Migrants who are in Immigration and Customs Enforcment (ICE) custody are at risk of contracting a serious disease while living in detention centers, a new report on quarantining suggests. Some 2,000 migrants had been quarantined by ICE as of March 7, Reuters reported Sunday, some for illnesses as serious as mumps and the flu. Bustle reached out to ICE for comment.
According to Reuters, one of the last reported quarantines ocurred at Pine Prairie ICE Processing Center in Louisiana. A detainee there told Reuters how difficult quarantine was, when he was reportedly not allowed visits to the library, dining hall, or other public parts of the center.
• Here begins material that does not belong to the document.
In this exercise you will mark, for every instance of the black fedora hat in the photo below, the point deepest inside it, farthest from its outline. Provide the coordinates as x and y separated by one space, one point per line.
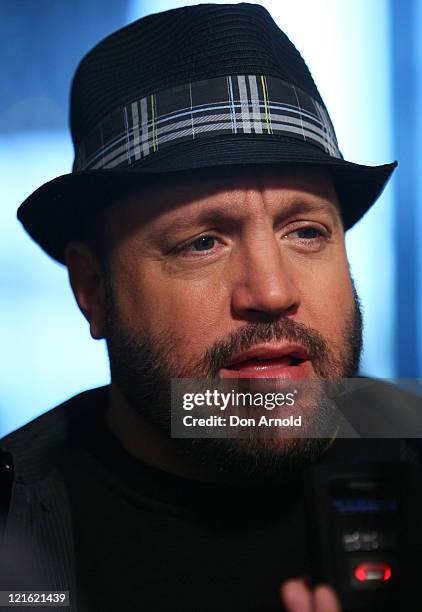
192 88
Not even his attorney was allowed into see him, despite the fact that his case continued, Reuters reported.
"When there is just one person who is sick, everybody pays," 19-year-old Christian Mejia said. He was locked down in his dorm after several cases of the mumps were reported. "We were locked in our bunkers — before, they would take us out to the dining hall, but due to the quarantine, they brought us food in disposable plates," he told TIME.
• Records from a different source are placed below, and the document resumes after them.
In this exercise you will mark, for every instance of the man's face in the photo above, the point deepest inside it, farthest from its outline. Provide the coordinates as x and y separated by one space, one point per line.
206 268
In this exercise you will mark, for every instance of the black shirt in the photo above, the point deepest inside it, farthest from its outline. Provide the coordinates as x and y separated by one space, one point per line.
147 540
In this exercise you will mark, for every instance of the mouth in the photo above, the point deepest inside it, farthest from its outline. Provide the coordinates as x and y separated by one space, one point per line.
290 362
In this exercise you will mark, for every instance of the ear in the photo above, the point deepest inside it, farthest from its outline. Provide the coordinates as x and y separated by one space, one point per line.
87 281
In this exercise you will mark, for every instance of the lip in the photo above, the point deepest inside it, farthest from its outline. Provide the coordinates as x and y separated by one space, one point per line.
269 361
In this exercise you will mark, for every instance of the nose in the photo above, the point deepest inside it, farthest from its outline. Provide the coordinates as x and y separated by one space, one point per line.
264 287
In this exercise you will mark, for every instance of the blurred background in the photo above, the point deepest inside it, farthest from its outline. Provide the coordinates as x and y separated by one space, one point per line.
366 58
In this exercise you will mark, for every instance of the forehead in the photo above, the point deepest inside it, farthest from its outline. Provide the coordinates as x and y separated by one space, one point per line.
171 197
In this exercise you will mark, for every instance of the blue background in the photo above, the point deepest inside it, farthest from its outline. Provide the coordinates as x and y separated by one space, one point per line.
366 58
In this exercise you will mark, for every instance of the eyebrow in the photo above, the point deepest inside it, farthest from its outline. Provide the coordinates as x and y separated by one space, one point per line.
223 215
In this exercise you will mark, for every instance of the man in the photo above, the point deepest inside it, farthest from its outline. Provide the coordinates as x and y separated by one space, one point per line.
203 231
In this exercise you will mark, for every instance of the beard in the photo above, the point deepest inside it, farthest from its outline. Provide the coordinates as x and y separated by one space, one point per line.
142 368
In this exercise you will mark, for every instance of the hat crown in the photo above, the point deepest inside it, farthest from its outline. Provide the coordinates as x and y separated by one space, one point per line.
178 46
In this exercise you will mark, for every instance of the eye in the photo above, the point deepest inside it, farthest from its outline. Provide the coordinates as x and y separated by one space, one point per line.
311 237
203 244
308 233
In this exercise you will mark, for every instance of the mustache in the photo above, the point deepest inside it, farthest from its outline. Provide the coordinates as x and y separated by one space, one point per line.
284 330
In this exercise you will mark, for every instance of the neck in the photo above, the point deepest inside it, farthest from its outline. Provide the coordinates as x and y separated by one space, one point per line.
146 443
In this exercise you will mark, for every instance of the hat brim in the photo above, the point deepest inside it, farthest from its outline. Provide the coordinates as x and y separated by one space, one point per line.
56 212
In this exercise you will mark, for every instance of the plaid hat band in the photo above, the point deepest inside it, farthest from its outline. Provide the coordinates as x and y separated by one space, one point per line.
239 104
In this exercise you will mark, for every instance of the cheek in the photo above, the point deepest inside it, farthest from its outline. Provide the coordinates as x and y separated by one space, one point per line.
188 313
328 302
After that, Mejia was ordered sent back to Honduras — even though the time with his legal representation was reportedly limited due to the quarantine. They were finally able to see him in February after he complained, one day after he was ordered deported.
TIME reported that there were a number of clients both represented by the Southern Poverty Law Center and a group called ISLA that weren't able to reach their attorneys back in February. Attorneys said the situation became "disastrous" not just because they couldn't meet directly, but also because the detainees couldn't go to the law library, where much of the paperwork is kept.
The most prevalent diseases at the detention facilities are mumps, influenza, and chicken pox. Both influenza and chicken pox have numbered more than 400 cases each in the last year, while 236 people have tested positive for mumps — and that's in some 51 centers across the country.
Mumps can be very easy to spread, with saliva in the air being one form. That could mean a detainee with the disease coughs in the general area of another detainee, and that alone could spread it. Coughing, touching an object, and then another person touching it could also spread the illness.
U.S. Customs and Border Protection Commissioner Kevin McAleenan told Reuters that the high number of arrivals from Central America are to blame for so many illnesses. "We are seeing migrants arrive with illnesses and medical conditions in unprecedented numbers," McAleenan told the news agency. The countries of El Salvador, Guatemala, and Honduras, though, reportedly have high vaccination rates upwards of 90 percent, which would not explain the increase.
As for Mejia, he is appealing his deportation order. But, meanwhile, he could be deported at any minute. The detainees who are moved don't receive the same strict treatment to avoid spreading disease. As long as they don't have any symptoms, they're free to travel, Reuters reported.